Last weekend I swapped out the head and blade assembly on my PM Model 15 that I acquired back in the 90s. I installed a Byrd Shelix and was thinking about doing a review with some tips. My experiences were much the same, but I had more trouble with re-assembling the gear box. I opted for the Byrd because it's made right here in the USA. The Byrd has helixical shaped cutters (supposedly for better shearing action, but I'm not convinced anyone would notice). And. I got it through my buddies at Ballew Saw & Tool here on Springfield ( http://www.ballewsawandtool.com/index.php?option=com_virtuemart&page=shop.browse&category_id=490&Itemid=31 )-although we have a Grizzly here in Springfield, I much prefer to do business with a local company. Kenny at Ballew suggested I order the Shelix with bearings, which turned out to be a great help.
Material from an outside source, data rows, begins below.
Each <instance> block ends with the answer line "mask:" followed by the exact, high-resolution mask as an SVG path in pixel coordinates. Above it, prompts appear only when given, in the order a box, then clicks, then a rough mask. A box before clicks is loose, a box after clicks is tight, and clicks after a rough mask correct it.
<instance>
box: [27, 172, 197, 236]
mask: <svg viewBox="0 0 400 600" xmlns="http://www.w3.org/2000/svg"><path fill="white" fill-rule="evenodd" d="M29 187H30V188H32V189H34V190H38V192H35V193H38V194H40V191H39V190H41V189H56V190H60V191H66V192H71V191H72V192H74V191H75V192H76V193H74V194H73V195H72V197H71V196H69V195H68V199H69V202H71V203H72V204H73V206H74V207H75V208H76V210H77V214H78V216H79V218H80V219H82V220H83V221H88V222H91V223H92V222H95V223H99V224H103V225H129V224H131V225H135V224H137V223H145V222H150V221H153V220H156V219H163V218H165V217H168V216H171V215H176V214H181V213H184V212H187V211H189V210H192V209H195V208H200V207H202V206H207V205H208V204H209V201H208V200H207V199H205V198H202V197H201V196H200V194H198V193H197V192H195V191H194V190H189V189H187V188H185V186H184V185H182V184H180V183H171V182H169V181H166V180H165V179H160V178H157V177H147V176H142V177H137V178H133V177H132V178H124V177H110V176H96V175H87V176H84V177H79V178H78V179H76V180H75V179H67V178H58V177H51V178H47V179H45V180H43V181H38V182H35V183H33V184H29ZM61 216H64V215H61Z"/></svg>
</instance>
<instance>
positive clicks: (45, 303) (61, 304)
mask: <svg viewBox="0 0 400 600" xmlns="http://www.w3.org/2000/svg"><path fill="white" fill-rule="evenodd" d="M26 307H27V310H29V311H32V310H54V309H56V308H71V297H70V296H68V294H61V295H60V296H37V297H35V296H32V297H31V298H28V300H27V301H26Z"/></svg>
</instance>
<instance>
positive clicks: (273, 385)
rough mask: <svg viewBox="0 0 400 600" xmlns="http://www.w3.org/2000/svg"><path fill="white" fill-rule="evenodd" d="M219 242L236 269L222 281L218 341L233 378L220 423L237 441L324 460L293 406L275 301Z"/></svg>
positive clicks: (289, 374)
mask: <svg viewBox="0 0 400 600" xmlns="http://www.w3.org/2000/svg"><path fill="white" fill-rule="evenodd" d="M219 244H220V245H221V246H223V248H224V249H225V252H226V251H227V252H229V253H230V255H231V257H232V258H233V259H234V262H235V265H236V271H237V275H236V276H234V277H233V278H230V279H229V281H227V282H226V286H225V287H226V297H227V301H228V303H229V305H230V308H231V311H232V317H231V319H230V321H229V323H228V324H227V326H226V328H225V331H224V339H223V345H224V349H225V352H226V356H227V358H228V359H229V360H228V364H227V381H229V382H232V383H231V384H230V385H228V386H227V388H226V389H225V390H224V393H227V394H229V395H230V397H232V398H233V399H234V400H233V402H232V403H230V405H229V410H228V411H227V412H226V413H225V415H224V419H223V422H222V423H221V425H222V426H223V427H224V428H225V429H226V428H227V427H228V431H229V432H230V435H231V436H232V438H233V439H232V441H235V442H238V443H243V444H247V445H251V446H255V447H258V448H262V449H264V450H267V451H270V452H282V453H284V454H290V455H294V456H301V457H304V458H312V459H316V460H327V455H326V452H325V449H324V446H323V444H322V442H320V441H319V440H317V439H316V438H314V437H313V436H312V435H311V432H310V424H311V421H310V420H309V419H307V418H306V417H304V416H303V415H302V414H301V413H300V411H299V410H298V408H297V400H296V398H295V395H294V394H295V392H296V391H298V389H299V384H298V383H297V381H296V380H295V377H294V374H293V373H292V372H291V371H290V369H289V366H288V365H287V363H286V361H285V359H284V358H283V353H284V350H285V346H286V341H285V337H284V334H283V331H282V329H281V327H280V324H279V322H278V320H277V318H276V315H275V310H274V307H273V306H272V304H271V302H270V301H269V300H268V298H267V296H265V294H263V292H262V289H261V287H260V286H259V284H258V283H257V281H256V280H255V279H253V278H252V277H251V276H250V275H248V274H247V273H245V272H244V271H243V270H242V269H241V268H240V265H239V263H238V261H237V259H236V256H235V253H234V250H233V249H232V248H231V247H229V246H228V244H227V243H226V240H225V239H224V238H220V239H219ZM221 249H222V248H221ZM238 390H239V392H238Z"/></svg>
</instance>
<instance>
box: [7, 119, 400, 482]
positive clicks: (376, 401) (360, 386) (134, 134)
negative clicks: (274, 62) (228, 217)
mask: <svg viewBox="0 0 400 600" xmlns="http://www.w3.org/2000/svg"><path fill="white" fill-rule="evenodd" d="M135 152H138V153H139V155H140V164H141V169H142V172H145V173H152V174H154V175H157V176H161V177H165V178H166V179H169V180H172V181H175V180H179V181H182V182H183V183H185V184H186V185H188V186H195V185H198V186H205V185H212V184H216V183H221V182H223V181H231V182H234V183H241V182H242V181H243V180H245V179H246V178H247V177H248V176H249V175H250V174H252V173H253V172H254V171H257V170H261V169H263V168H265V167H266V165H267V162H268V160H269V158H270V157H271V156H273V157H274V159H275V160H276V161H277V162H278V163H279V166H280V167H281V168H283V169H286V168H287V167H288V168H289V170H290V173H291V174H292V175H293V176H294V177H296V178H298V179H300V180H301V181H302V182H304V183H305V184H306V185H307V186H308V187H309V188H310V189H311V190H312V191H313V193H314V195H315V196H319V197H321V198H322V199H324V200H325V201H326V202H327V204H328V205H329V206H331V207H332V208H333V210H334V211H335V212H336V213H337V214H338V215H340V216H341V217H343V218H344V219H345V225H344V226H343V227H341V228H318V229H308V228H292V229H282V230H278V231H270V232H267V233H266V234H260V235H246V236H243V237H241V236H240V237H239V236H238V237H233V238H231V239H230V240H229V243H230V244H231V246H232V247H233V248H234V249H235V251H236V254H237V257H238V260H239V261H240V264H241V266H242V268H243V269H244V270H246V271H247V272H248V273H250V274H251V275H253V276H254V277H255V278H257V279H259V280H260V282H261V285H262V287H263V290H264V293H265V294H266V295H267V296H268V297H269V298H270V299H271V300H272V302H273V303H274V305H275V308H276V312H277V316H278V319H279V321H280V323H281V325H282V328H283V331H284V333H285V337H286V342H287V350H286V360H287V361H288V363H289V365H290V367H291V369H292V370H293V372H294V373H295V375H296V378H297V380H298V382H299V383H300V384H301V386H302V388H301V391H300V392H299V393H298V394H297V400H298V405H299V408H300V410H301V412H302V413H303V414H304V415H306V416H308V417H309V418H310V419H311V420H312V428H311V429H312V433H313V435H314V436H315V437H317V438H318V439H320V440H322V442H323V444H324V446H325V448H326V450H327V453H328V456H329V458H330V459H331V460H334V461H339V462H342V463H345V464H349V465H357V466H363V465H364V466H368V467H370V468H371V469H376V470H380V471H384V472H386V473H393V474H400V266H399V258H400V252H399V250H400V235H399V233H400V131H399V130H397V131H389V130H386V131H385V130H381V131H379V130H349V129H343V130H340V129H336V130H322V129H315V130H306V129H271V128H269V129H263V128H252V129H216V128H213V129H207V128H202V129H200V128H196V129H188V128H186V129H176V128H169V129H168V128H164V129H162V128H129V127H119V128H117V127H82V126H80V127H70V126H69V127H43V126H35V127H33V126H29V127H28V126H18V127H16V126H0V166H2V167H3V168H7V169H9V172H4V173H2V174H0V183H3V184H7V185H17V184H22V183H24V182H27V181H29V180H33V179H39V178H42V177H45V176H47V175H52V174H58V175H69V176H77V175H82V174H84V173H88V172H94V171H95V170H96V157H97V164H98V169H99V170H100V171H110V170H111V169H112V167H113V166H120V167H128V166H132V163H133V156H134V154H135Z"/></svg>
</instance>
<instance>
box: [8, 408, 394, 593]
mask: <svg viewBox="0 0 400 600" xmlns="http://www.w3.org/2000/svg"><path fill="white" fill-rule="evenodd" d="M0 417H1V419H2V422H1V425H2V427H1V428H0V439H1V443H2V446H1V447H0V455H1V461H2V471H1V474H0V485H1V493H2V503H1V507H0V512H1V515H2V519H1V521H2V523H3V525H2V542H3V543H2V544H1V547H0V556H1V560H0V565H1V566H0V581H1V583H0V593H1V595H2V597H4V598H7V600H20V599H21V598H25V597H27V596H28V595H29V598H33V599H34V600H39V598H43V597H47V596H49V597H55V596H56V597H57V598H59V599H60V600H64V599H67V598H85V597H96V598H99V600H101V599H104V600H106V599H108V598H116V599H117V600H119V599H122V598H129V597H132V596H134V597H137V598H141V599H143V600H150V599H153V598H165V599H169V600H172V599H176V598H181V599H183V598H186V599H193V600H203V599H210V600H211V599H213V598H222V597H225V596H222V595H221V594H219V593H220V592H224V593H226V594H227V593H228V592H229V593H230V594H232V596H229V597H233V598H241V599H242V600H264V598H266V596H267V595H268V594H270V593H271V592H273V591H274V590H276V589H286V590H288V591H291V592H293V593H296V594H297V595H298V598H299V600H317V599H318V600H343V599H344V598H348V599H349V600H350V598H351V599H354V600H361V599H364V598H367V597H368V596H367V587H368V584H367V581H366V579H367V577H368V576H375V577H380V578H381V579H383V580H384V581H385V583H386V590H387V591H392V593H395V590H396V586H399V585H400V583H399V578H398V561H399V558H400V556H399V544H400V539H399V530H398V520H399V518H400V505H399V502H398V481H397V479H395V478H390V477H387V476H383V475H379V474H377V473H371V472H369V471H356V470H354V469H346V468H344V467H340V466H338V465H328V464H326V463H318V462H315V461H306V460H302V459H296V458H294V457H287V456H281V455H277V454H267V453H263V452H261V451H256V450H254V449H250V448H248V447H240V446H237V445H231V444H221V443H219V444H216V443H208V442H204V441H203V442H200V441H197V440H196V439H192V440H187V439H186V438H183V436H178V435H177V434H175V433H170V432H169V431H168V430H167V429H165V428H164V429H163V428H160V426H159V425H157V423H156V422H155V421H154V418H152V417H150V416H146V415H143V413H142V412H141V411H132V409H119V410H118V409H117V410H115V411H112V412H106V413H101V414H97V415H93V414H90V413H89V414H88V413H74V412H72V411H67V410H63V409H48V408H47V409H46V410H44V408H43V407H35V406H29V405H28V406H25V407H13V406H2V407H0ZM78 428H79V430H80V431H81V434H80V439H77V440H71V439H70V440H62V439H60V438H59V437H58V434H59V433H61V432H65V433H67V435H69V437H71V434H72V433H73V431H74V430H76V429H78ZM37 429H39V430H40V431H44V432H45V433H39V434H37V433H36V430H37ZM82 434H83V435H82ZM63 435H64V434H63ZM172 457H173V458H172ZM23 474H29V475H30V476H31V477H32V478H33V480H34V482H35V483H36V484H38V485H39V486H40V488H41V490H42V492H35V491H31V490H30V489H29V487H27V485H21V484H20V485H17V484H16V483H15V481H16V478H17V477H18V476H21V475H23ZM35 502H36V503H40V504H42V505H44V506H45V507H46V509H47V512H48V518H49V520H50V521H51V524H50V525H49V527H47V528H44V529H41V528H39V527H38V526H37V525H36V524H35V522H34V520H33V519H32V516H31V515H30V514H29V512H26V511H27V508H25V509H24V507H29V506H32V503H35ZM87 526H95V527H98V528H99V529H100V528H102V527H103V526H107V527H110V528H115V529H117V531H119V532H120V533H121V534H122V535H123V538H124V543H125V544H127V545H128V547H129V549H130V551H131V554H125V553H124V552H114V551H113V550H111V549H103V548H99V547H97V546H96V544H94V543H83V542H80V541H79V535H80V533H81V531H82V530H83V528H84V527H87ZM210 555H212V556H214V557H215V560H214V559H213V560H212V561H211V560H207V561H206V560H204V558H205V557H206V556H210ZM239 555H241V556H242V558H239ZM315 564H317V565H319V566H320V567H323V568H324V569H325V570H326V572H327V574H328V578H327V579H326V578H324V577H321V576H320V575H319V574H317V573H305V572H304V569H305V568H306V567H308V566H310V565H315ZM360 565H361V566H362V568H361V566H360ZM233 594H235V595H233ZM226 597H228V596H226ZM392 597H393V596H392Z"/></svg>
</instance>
However, even with the benefit of Kenny's suggestion it took me 6-hours to do the job, but I enjoyed playing with my toy! Yes, the cut is far superior with no waves. I'd do it again without blinking an eye.


----------



## wbrisett

I actually liked the idea of buying a US made head. However there were a couple of reviews that had me second guessing if I should go with the Byrd. In the end, I thought I was going with a German design, but then found it wasn't (that will teach me to read stuff at 5 AM!)... 

Anyhow, I would be very interested in knowing what you think about your Byrd and if you have any of the issues some folks seem to have with the blade design.


----------



## wbrisett

I got an email from Grizzly's tech support today. Apparently the only difference (other than the extra two cutters) between the H7655 and the T10128 is where they are made. The H7655 is made in Taiwan, the T10128 in China. So there you go… Still not sure why one cost more (quite a bit more).


----------